A century ago, Centralia, Pennsylvania was a busy small town filled with shops, residents and a brisk mining business. Coal from local mines fueled its homes and its economy, and its 1,200 residents worked, played and lived as tight-knit neighbors.
Today couldn’t be more different. Centralia’s streets are abandoned. Most of its buildings are gone, and smoke wafts down graffiti-strewn highways where a prosperous town once stood. The formerly busy burg has turned into a ghost town. The cause was something that’s still happening beneath Centralia’s empty streets: a mine fire that’s been burning for over 50 years, resulting in the devastation of a community and the eviction and impoverishment of many of its residents.
Coal seam fires are nothing new, but Centralia’s is the United States’ worst and one of history’s most devastating. Before the 1962 fire, Centralia had been a mining center for over a century. Home to a rich deposit of anthracite coal, the town was incorporated after mining began in the 1850s.

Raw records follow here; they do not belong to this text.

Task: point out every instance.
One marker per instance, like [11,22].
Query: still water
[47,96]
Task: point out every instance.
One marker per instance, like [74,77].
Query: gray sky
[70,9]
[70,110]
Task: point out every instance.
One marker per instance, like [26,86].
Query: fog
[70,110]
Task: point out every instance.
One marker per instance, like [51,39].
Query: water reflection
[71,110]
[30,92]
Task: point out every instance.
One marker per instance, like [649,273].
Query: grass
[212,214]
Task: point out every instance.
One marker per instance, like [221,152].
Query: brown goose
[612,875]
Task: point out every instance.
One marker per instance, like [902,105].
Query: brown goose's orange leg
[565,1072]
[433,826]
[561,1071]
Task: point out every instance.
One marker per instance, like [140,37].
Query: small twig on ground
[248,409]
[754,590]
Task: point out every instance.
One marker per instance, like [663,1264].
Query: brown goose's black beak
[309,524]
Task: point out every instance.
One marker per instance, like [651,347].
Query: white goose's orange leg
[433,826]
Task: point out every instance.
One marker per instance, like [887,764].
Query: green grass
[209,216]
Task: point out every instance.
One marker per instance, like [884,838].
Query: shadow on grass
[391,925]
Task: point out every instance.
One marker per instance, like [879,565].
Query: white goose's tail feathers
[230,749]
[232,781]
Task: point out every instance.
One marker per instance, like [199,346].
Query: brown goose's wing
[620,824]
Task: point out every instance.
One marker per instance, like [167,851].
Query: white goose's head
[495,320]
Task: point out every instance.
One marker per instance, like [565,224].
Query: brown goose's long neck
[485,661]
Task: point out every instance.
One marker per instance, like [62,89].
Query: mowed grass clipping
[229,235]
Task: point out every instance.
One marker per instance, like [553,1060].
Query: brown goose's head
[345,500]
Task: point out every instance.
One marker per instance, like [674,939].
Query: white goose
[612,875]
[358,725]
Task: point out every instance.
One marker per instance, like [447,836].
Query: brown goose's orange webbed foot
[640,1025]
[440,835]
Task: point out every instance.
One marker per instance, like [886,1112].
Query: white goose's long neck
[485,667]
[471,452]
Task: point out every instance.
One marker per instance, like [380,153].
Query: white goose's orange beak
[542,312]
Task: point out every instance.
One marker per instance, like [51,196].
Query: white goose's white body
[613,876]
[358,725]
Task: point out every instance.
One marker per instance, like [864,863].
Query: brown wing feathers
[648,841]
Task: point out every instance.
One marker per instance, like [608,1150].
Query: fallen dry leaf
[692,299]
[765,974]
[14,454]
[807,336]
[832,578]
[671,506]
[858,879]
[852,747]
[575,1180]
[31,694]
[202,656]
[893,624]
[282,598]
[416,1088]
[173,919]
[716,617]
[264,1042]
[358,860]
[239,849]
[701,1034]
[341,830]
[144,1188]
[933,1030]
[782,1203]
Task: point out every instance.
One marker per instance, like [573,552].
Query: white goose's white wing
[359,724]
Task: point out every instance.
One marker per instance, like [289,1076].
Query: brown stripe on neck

Mining defined life in Centralia, from its rough-and-tumble residents to its seedier side. During the 1860s, the town was home to members of the Molly Maguires, a secret society that originated in Ireland and made its way to American coal mines along with Irish immigrants. In the late 1860s, the Molly Maguires are suspected to have committed a rash of violence within Centralia. As Pennsylvania historian Deryl B. Johnson notes, the Molly Maguires were implicated in everything from the murder of the town’s founder, Alexander Rae, to the death of the area’s first priest. “Some believe that the Mollies were guilty, while others claim that the Mollies were framed by owners of the mines who feared that the members of the Mollies and [other organizations] would organize the mine workers into unions," writes Johnson. Eventually, after a brutal attempt to subdue the Mollies and the execution of some of the groups’ suspected leaders in 1877, the crime wave ended.